Man kann sogar sagen, dass Kopfhörermikrofone allmählich von vergessenen Zubehörteilen für Anrufe zu den vordersten KI-Controllern geworden sind.
Mission: Impossible (1996)
Der zweite Weg für Sprachsteuerung sind intelligente Brillen.
Obwohl intelligente Brillen immer betonen, „ein HUD für das Leben hinzuzufügen“, ist aus kommerzieller Sicht das einzige erfolgreiche intelligente Brillenmodell immer noch das Basismodell mit Sprachsteuerung, Fotografie und offenem Audio als Kernfunktionen.
Bild|Laptop Mag
Der Grund dafür ist nicht kompliziert: Das Anzeigesystem von Brillen opfert Gewicht, Akkulaufzeit und Kosten – zudem muss eine völlig neue Nutzungsgewohnheit von Grund auf aufgebaut werden.
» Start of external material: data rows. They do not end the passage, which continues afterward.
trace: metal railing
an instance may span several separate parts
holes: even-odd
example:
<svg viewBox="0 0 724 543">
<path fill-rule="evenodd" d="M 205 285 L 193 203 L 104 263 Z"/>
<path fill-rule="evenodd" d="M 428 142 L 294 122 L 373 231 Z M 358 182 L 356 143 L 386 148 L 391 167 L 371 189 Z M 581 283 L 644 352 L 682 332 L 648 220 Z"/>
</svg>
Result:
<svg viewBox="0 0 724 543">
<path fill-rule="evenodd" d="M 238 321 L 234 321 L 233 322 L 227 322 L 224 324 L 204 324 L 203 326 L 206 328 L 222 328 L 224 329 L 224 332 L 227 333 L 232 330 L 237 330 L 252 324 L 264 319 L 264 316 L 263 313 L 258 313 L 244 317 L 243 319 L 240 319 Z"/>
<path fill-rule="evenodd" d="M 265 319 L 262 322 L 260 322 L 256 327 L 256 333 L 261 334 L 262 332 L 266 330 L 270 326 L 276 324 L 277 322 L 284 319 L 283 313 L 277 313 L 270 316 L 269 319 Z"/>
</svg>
Aber „Frag, was du siehst, und die KI erzählt es dir“ ist an sich schon ein klarer Verkaufsargument für KI.
Bild|Meta
Das Problem intelligenter Brillen besteht jedoch darin, dass ihr „unaufdringliches“ Erscheinungsbild hauptsächlich in Werbevideos existiert.
Schließlich ist es für andere schwierig zu beurteilen, ob eine Brille mit Kamera sie gerade aufnimmt oder aufzeichnet, wenn sie ständig auf sie gerichtet ist. Diese Unsicherheit erzeugt sozialen Druck.
Hinzu kommt, dass aufgrund von Größen- und Akkubeschränkungen das Mikrofonarray, die Geräuschunterdrückung bei Anrufen und die Lautsprecherleistung intelligenter Brillen nicht unbedingt besser sind als die ausgereifter TWS-Kopfhörer.
Bild|Stuff
Was noch wichtiger ist: In den aktuellen Verkaufsmodellen intelligenter Brillen sind diese Produkte oft tief mit Markenclients und Cloud-Modellen verbunden. Nutzer haben keine ausreichende Freiheit bei der Modellauswahl, Datenmigration und geräteübergreifenden Wechseln.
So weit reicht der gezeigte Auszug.